Methods: A no-patient-overlap-NGS (NO-NGS) technique was developed to evaluate IPs based on how reliably they measure the true mean activity uptake. The technique assumes a linear relationship, characterized by a slope, bias, and a noise standard deviation term, between the true and measured mean activity uptake values for each IP. This linear relationship has been observed to hold3 and is justified by the linearity of the NM-imaging system and the quantitation operation and approximate linearity of robust reconstruction methods. Intuitively, a protocol with the highest bias/standard deviation will be most inaccurate/imprecise. Assuming that the mean activity uptake for patients scanned using each imaging protocol have been sampled from the same unimodal distribution, the distribution of activity uptake values using the different protocols is mathematically derived to be completely characterized by the unknown linear-relationship and unimodal distribution parameters. Thus, using a maximum-likelihood technique, these parameters are estimated for the different IPs. To validate the NO-NGS technique, SPECT imaging of an I-131 radioisotope distribution modeling the uptake of an I-131 labeled anti-CD20 antibody used for radio-immunotherapy of non-Hodgkin’s lymphoma was simulated. The object database consisted of a 42-patient digital-phantom population. The phantoms were based on the anthropomorphic NCAT phantom with organ sizes and uptakes based on patient data. The projection data were simulated using highly realistic and previously validated Monte Carlo simulation methods. The patient population was split into two halves, where, for each half, the projection data was reconstructed using two different methods. The NO-NGS technique was used to rank these two IPs based on how reliably the activity uptakes in the different organ VOIs were estimated. 50 trials of this process were conducted, where, in each trial, different subset of patients were allotted to different IPs, thus simulating population variability. The entire process was repeated for 50 different noise realizations of the data, to study robustness. Thus 2500 (50 X 50) trials of the NO-NGS technique were conducted.

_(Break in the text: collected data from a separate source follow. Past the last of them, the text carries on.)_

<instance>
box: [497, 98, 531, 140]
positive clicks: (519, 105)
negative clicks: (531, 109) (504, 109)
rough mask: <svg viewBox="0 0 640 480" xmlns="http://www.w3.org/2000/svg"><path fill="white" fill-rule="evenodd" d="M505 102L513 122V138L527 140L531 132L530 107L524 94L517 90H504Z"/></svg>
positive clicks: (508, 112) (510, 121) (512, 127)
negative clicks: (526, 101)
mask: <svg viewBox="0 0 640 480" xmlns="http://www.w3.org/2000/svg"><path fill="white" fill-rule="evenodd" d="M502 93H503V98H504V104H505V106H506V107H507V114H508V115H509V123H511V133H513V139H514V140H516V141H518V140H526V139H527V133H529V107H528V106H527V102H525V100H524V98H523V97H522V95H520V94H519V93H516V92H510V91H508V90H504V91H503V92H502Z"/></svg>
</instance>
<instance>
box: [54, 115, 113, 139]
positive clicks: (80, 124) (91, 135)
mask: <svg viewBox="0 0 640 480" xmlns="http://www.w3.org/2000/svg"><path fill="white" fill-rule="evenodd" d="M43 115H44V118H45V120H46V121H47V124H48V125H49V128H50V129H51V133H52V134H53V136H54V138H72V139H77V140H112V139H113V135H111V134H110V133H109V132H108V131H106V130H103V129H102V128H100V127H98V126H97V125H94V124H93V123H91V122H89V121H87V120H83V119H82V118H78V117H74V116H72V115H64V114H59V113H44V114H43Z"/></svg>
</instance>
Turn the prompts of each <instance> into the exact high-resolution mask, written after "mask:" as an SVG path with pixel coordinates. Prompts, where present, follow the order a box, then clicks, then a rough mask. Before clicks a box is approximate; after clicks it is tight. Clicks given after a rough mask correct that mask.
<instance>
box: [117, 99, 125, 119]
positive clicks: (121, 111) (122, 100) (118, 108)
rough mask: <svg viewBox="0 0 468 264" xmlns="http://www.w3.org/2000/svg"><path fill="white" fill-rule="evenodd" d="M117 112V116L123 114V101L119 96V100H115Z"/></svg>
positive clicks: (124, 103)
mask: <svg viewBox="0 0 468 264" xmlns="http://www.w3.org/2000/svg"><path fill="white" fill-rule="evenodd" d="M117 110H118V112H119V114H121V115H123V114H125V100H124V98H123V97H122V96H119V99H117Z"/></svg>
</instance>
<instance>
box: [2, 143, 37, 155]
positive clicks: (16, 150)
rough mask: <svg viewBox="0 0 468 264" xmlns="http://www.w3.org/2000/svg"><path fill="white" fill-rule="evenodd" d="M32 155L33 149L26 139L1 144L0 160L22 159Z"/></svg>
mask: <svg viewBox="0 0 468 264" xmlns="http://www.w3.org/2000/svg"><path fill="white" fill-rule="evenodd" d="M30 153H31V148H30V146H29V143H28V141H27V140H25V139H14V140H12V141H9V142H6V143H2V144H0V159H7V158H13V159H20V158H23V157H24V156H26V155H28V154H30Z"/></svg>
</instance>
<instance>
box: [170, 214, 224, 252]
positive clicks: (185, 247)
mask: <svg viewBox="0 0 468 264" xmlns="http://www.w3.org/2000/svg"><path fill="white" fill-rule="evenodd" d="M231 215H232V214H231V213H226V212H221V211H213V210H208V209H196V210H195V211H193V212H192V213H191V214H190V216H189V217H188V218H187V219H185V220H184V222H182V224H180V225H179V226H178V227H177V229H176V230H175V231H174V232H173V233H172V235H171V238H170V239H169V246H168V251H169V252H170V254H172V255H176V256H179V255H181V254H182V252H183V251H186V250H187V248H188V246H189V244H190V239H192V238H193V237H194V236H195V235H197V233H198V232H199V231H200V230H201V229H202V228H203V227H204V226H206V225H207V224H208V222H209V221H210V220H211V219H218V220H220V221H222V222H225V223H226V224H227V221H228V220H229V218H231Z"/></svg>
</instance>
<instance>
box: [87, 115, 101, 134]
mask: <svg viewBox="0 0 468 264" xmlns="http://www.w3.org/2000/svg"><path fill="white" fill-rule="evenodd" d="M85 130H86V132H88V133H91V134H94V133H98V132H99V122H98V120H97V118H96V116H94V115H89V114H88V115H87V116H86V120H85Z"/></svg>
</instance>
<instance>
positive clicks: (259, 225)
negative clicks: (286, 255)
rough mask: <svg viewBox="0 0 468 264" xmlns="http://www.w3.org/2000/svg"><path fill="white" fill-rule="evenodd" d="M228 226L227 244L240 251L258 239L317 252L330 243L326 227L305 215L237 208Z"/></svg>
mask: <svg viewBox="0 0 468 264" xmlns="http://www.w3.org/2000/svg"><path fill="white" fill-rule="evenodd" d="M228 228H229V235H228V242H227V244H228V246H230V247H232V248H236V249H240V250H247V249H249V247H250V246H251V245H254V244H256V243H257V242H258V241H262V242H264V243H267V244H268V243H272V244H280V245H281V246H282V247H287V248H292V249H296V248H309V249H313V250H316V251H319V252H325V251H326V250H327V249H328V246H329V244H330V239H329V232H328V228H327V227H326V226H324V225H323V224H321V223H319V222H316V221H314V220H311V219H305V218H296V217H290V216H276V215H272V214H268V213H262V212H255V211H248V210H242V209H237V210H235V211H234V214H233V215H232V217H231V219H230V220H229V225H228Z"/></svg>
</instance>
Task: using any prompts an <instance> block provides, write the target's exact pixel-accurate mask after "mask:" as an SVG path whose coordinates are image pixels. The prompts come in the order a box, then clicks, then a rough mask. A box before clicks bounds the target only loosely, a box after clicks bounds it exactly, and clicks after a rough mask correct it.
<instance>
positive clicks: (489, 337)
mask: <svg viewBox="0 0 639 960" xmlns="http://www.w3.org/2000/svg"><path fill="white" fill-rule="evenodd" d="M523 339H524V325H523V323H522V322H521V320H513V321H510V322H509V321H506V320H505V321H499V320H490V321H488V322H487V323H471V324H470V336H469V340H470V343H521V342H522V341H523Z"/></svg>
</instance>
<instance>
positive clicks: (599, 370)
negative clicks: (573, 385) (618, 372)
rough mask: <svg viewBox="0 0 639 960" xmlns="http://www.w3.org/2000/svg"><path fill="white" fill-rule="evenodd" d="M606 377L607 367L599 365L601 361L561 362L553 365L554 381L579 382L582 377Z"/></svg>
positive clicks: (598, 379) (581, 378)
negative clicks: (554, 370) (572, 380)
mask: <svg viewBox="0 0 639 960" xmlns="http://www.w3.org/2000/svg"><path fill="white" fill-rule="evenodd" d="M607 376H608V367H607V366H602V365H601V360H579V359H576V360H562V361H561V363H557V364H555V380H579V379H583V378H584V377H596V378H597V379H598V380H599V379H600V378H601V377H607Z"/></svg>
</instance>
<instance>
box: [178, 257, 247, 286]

Results: The biases and standard deviations estimated using the NO-NGS technique yielded the same rankings as the true rankings of the IPs on the basis of accuracy and precision for more than 90% of the 2500 trials, as shown in Fig. 1. The estimated (true) bias using the NO-NGS technique for the two IPs were 2.95±0.09 (2.93) and 0.27±0.09 (0.23), respectively. Similarly, the estimated (true) standard deviation for the two IPs were 3.86±0.07 (3.93) and 1.91±0.03 (2.01), respectively.
Conclusion: A NO-NGS technique developed to evaluate imaging protocols (IPs) for quantitative imaging when different sets of patients are scanned using different IPs was shown to estimate figures of merit to quantify the accuracy of the different IPs for quantitative SPECT in the absence of any gold standard.